I guess a tidbit you also have to know is this was during the internet bubble. When my husband said he didn't want to travel so close to my due date, his boss said, "This is your third child. Weren't you already there for the birth of the first two? Do you really need to see it again, you've already done it? We need you to go to New York."
But, I knew that baby was coming early. My parents were due to arrive the next day, but I felt like the baby was coming and coming soon. In fact, I tried to go to the hospital three times to have that third baby. I was so sure it was coming at any moment. If in that moment I had childcare, say the kids were at school or on a playdate, I was headed to the hospital to make that third baby come out.
Alas, in a 24 hour period the patient staff at the hospital kept sending me back home. They had me so convinced that I wasn't having the baby any time soon, that I ignored the signs of active labor and almost had the baby in the car on the way to the hospital in the middle of the night.
Yes, we had to call my parents when they were getting on the plane in Michigan to tell them the baby beat them to it by 7 hours.
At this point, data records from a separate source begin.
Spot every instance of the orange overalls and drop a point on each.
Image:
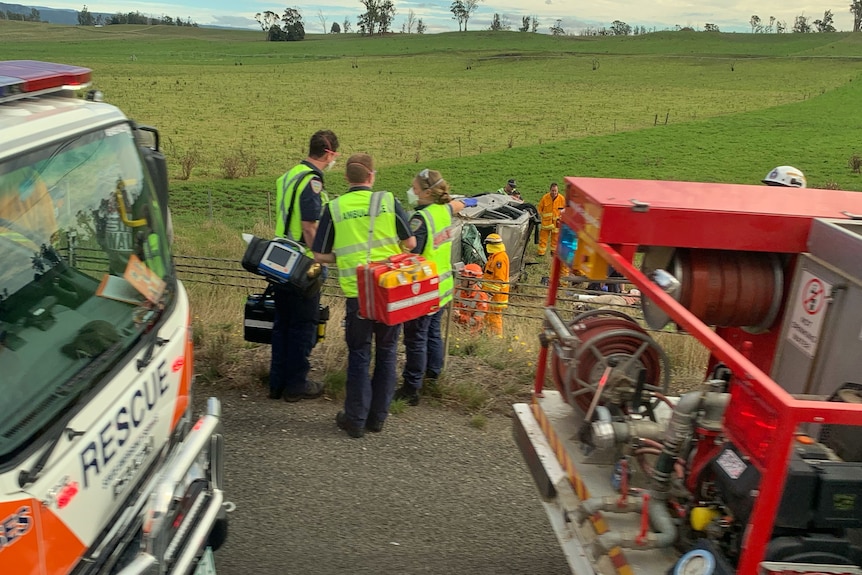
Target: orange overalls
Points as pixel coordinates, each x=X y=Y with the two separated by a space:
x=497 y=268
x=550 y=210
Yes, there was Birk, born within minutes of arriving at the hospital, giving us the look only Birk can give.
The nurse said, "This baby is giving me an angry face. She doesn't like her bath." What we didn't know then is that Birk's angry face is really her challenging face. She was born with "the look" that took me years of teaching to perfect. I call it the "what in the heck are you up to" look.
Yes, baby in arms. Parents on the airplane. 8 month pregnant friend staying at our house with the kids in the middle of the night. From her first arrival, we knew that having the third kid was already challenging and changing everything....and we loved her right away!